LOST TO SIGHT IN MIST
Shouts Directions From the Water to the Crew of a Lifeboat
The sound of the fourth bell announcing 10 o'clock in the morning had scarcely died away aboard the White Star liner Majestic---the one time "Queen of the Sea"---poking her way through a thick fog 1,000 miles from Sandy Hook, when there rose from the vessel's depths the shrill scream of a man and the sound of scuffling. Robe-muffled passengers lounging in deck chairs glanced at one another as the uproar below continued, and then sprang up as the noise sounded clearer and nearer.
From a hatchway emerged the contorted face, eyes bloodshot, of a half-naked fireman to whose waist and legs were clinging half a dozen other firemen and stewards. The man gained the deck by an effort which flung him and those who clung to him headlong on the boards. He was up in an instant. Possessed apparently of the strength of a giant, he threw off the grip of those who would have held him and darted to the starboard rail.
DIVES HEADLONG OVER THE SHIP'S RAIL
Women passengers screamed, shrank back against the deckhouse structure and covered their eyes with their hands. Those men who did not stand irresolute with surprise, jumped forward toward the fireman, but the man dived headlong over the rail.
Above the shouts and cries which rose from men and women sounded the alarm of "Man Overboard!" On the bridge Capt. John B. Kelk swung his telegraph, communicating with the engine room, over to "Full speed astern!" The mighty frame of the Majestic quivered as though shaken with the ague as the order was obeyed, the engines shut down for an instant and were then sent racing backward.
In his bunk first officer David Blair was awakened by the terrible racking. Throwing coat and trousers over his pajamas he hurried to the bridge. There Capt. Kelk was peering through the fog striving for a glimpse of the man in the water. Suddenly the fog lifted for a fraction of a minute and Blair sighted a dark object off the port bow of the steamship. The Majestic, travelling at full speed, had backed past the fireman.
At Blair's shout of alarm, Capt. Kelk hurried an order for half speed ahead, and as the Majestic started slowly ahead, Blair bounded down the ladder from the bridge and rushed to the port rail of the boat deck. Passengers had flocked to the rail also. While they gazed excitedly, Blair flung off his coat and trousers and, clad in pajamas only, dived over the side.
LIFEBOAT HURRIES TO THE RESCUE
A lifeboat swung on the davits on the starboard side, its keel brushing the water, its crew ready at the oars. At Capt Kelk's order the halyard ran through the blocks and the lifeboat dropped into the sea. But it was many yard from Blair. As its crew pulled desperately to round the intervening bulk of the ship the fog closed down again like a pall and the first officer and the object toward which he swam were shut from view.
The rescuers had had a good glimpse of his position, and they pulled toward the spot where they had seen him lost. One minute---two, and then five and ten passed, without sight of the swimmer.

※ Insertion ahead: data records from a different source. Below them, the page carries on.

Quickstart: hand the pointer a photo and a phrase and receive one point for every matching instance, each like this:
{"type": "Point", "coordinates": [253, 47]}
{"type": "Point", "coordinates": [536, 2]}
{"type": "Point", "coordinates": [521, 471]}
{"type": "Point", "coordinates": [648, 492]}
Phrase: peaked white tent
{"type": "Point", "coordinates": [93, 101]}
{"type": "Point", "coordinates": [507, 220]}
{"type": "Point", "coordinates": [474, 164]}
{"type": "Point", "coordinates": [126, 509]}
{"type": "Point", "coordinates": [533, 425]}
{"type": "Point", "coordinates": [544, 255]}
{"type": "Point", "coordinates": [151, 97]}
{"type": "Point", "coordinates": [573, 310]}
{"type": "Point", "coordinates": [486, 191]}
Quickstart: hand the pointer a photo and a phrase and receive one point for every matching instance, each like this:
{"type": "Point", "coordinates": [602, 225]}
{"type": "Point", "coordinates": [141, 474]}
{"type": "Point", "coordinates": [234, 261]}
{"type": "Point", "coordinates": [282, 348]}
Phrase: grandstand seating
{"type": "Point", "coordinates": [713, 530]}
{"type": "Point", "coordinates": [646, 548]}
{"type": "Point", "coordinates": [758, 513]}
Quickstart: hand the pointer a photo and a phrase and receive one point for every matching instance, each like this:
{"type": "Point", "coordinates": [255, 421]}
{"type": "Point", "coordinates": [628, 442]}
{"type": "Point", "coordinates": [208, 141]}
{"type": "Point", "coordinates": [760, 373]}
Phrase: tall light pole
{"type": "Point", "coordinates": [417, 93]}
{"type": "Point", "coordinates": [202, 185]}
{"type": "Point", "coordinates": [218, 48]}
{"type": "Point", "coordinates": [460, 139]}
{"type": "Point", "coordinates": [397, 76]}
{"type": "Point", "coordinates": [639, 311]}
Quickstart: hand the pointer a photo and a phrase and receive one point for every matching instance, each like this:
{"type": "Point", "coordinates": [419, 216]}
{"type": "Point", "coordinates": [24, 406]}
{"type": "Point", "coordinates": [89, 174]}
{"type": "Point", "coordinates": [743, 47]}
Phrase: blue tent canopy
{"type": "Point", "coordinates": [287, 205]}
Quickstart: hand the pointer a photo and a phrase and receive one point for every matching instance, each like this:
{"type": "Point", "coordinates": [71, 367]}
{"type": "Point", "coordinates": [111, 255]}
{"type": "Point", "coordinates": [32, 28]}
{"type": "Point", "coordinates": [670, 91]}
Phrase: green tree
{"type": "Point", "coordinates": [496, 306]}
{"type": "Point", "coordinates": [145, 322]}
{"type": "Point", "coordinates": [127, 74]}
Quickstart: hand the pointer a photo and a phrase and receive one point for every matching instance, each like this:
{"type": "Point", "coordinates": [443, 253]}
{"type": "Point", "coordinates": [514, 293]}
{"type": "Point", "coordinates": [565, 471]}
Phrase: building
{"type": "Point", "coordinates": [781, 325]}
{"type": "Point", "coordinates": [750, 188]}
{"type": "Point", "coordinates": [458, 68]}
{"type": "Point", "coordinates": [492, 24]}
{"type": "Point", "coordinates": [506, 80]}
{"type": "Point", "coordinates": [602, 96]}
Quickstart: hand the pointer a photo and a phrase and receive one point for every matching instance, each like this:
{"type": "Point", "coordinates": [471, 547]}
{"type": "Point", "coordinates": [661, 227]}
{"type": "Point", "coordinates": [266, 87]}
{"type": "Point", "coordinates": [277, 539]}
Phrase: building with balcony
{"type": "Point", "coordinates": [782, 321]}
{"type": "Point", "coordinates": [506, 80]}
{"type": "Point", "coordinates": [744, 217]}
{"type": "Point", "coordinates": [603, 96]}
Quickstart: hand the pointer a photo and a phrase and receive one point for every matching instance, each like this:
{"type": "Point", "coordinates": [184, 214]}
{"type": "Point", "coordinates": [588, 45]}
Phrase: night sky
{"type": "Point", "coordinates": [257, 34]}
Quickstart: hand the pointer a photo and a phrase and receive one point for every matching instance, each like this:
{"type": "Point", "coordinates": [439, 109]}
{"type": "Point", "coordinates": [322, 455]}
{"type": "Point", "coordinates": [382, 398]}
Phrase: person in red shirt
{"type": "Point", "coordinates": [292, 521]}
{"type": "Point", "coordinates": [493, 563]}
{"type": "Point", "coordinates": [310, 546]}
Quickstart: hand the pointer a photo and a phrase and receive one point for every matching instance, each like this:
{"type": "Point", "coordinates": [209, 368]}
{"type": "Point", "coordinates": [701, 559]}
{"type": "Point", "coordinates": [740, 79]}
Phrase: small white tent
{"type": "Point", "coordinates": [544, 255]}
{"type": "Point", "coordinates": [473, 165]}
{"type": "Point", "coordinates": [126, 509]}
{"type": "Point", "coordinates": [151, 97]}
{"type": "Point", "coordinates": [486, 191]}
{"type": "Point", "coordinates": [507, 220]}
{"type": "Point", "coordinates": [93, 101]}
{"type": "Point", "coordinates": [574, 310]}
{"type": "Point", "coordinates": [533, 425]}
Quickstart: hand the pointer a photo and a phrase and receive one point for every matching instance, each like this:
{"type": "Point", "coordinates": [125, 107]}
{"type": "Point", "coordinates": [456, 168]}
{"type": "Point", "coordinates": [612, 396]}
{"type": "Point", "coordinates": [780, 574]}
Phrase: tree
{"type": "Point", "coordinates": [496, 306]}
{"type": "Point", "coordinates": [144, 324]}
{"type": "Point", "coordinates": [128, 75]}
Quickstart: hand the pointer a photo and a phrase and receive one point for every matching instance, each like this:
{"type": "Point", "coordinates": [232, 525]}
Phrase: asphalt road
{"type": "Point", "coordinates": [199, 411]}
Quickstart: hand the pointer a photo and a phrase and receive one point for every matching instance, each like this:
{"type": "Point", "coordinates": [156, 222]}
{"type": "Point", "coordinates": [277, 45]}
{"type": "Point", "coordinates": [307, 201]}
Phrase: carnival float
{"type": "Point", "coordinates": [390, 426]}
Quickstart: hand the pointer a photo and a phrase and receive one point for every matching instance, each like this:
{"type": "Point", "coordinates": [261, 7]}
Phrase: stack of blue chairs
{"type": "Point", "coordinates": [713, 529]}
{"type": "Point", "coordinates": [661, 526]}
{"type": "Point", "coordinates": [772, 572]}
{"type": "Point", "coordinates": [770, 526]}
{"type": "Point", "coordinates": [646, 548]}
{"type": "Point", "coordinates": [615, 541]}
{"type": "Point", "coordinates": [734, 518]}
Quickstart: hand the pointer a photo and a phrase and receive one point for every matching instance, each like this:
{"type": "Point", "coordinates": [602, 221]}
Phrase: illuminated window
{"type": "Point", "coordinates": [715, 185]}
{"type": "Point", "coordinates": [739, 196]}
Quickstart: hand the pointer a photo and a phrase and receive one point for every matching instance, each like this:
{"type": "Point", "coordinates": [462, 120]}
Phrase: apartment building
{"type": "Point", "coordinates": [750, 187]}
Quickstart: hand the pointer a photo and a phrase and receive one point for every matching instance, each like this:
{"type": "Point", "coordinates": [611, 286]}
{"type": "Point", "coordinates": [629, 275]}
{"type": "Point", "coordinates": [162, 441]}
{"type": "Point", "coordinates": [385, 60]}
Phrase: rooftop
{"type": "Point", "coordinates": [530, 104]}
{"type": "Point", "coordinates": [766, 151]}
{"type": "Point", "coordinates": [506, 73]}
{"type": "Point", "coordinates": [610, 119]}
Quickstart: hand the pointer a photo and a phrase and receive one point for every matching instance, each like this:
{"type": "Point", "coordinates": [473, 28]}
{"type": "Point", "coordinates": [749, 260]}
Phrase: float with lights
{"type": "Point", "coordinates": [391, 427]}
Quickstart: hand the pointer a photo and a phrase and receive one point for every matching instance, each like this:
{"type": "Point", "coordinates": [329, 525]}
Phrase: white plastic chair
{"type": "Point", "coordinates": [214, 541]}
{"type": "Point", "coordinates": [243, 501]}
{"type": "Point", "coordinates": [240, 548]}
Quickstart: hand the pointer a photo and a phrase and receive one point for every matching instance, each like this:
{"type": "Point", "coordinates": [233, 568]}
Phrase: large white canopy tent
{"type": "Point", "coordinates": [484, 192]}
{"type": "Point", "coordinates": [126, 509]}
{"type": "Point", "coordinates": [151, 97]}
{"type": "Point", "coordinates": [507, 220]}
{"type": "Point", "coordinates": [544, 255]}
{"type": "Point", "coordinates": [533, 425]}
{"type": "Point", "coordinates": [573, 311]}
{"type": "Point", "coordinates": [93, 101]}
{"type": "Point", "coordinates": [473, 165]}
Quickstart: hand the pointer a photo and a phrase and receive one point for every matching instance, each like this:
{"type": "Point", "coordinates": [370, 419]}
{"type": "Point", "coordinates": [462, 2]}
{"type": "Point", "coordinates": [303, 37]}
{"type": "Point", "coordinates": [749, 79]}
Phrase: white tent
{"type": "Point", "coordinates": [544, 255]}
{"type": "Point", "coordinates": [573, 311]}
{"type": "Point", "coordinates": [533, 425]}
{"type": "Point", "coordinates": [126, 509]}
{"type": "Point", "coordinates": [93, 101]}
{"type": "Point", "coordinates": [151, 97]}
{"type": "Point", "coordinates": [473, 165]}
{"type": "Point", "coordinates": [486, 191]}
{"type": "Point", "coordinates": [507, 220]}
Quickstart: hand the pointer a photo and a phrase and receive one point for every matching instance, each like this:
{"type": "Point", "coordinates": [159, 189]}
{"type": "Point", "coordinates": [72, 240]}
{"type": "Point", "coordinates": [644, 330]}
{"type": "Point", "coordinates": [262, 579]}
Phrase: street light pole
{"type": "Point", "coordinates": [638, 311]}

Then there came a hail from the fog-hidden water.
"Ahoy," called Blair and as his ship mates answered, he shouted back.
"Keep off," he said. "I'm all right. The other chap's a dozen yards ahead. Straight on the way you're going. Don't mind me. I can keep up."
Those in the life boat sighted the officer as he shouted and saw in the direction of his guiding finger pointing straight ahead of him. They followed his command and an instant later saw the fireman floundering about a few yards ahead.
A few strokes brought them alongside the demented man---crazed, they learned afterward, from the heat of the stokehole. He fought desperately to keep them from dragging him into the boat. But dragged in he was and held down by two big sailors, while the others pulled back to where Blair was treading water and shouting at the top of his lungs to let them know his position. He was pulled into the boat almost frozen, for he had been fifteen minutes in the water. The fireman had been submerged for three-quarters of an hour, and any but an insane man would have died of the exposure.
PASSENGERS CHEER BLAIR FOR GALLANT WORK
Aboard the ship, where the passengers lined the rail cheering heartily for Blair, the men were hustled into the sick bay. Ship's Surgeon C. E. Milnes-Hey took them in hand. A hot drink and an alcohol rub made Blair as good as new. In a few minutes, clad in garments more presentable than his pajamas, he was striving to dodge the congratulations of the passengers and reach his cabin. The fireman, William Kelwen, was put to bed under a guard, for his experience in the water had completed the mental derangement which the intense boat of the stokehole had started.
The Majestic arrived here to-day, the passengers still gossiping of the thrilling rescue two days ago and telling each other where they had stood when Blair dived overboard, how they had seen Kelwen rush from the stoke hole and how they had felt as they waited for the return of the rescuers.
For two days the rescue has been the only topic of conversation, and as a result of it Blair will receive the finest pair of binoculars that money can buy. A purse of $250 was taken up by the admiring passengers, and the glasses, suitably inscribed, will be presented to the first officer just as soon as they can be selected and delivered.